1

So on all sites that have tutorials on attaching a led to gpio, they use a resistor. Could I wire a led to a input/output pin and use an internal pull-up or pull-down resistor?

4

This can be done for very low power indicators that are specifically for this purpose and usually quite dim. But generally speaking No, this is not possible.

Note: Some LED manufacturers can provide an LED with a built in current limiting resistor. This is often seen in illuminated buttons or indicator LED's integrated into connectors (e.g. ethernet port LED)

There are a few things that are problematic here.

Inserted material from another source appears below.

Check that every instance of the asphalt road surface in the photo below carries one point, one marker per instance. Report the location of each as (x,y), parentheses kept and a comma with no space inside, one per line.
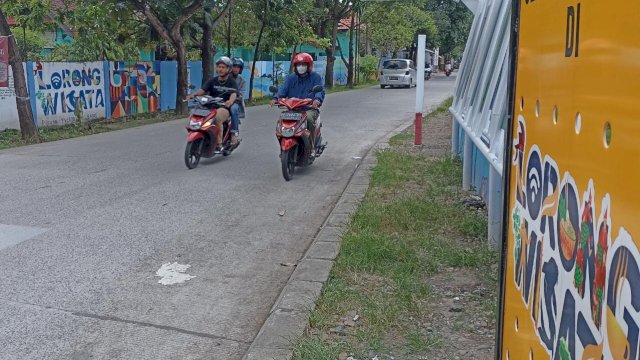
(86,223)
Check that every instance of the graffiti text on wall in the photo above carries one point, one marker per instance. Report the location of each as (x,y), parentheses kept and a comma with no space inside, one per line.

  1. The Internal PU/PD is not precise and is usually quite large, for the BCM I believe it is approximately 50Kohm
  2. 50K Ohm resistance will provide 20-100uA into a typical diode, this is a safe value for GPIO but not nearly enough to drive a typical indicator LED (2mA-200mA)
  3. Configuring the GPIO as output without an external resistor will immediately fry the GPIO port and likely the whole CPU
  4. GPIO state can be changed inadvertently or during bootup by default scripts.

If you do find a low power LED that provides sufficient lighting at 10-100uA current for your purposes, extreme care must be taken that pins are configured only as INPUT and the PU/PD state used to toggle the LED. This is an inherently unsafe situation in case of bug or crash.

When one designs a custom board, an extra 0603 or 0402 resistor comes at a small footprint cost and less than 1 US cent per board. Usually this trade-off is worth doing if you prevent even one fried CPU during testing or in the field.

1

In another word no. Your RPi GPIO pins can only source or sink 16mA. If you run an LED without a resistor you're risking letting the magic blue smoke escape. Once that happens it costs £35 to refill an new RPi with new magic blue smoke.

  • Sorry, but you are wrong. It is black smoke ;) – Ingo Feb 12 at 14:12
0

In a word No. An led needs a resistor in series to limit the current, pull up and pull down resistors aren't wired that way.